Promotoria pede condenação de políticos por improbidade em Palmitos

O Ministério Público de Santa Catarina (MPSC) pede a condenação de três servidores públicos e dois empresários no Município de Palmitos por atos de improbidade administrativa. O Prefeito da cidade, Norberto Paulo Gonzatti, o Presidente da Comissão de Licitação e Secretário da Administração do Município, Paulino Parisotto, e o ex-Presidente da Câmara de Vereadores, Volmar Gandolfi, são acusados de fraudar licitações com uso de testas de ferro e de superfaturar contratos. Os prejuízos aos cofres públicos chegam a R$804.563,14.

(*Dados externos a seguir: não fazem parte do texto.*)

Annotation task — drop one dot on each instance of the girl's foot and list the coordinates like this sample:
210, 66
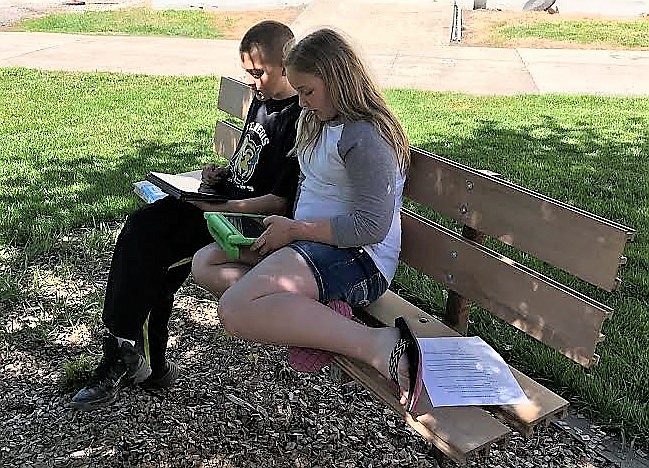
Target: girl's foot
401, 363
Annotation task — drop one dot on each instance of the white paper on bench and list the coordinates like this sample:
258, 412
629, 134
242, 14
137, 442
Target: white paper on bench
148, 191
462, 371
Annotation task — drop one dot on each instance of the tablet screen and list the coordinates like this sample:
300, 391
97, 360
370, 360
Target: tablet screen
248, 226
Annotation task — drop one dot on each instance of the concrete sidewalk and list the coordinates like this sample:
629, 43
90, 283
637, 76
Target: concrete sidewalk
405, 42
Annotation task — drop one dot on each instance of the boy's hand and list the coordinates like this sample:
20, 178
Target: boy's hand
213, 174
278, 233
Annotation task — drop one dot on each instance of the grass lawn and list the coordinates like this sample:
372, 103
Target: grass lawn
74, 143
538, 29
147, 22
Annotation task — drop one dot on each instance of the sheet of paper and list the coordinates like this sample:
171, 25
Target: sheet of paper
182, 182
462, 371
147, 191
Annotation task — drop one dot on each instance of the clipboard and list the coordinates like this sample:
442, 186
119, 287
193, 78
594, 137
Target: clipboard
184, 186
233, 230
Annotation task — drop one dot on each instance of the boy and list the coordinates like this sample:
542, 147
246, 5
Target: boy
140, 283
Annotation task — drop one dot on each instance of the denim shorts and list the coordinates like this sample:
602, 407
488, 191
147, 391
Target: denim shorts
348, 274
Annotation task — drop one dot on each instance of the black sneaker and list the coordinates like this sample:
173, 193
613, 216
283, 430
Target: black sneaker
119, 367
163, 379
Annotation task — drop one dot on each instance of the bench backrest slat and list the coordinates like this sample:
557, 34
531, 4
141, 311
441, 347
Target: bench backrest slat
226, 137
544, 309
234, 97
578, 242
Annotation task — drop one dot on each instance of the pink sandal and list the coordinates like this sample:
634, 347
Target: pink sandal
312, 360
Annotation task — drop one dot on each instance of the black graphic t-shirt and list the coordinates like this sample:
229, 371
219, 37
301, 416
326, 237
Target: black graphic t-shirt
260, 164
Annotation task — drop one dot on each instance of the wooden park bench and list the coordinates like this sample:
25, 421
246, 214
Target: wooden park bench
584, 245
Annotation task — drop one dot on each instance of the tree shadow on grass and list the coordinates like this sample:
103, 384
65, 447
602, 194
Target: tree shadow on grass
68, 193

Segundo apurou a Promotoria de Justiça de Palmitos, com apoio do Grupo de Atuação Especial de Combate às Organizações Criminosas (GAECO) de Chapecó, há cinco anos, o vereador Volmar Gandolfi tem usado duas microempresas de fachada para contratar com a Câmara de Vereadores e com o Município de Palmitos. Os contratos irregulares teriam sido firmados com a anuência do Prefeito e do Secretário de Administração. Os dois empresários que são oficialmente os donos das microempresas ¿ Jandir Polis e Gustavo Deimling Schwab – também responderão aos processos por cooperar com as fraudes.

O MPSC ajuizou duas ações civis públicas contra os servidores, os empresários, as empresas, a Câmara de Vereadores e o próprio Município de Palmitos. Liminarmente, a Justiça já deferiu o bloqueio dos bens do Prefeito e do servidor Paulino Parisotto no valor total de R$695.774,50. Os bloqueio dos bens dos demais envolvidos já havia sido obtido anteriormente por meio de uma medida cautelar. O Juízo também decretou a quebra de sigilo bancário dos envolvidos no caso.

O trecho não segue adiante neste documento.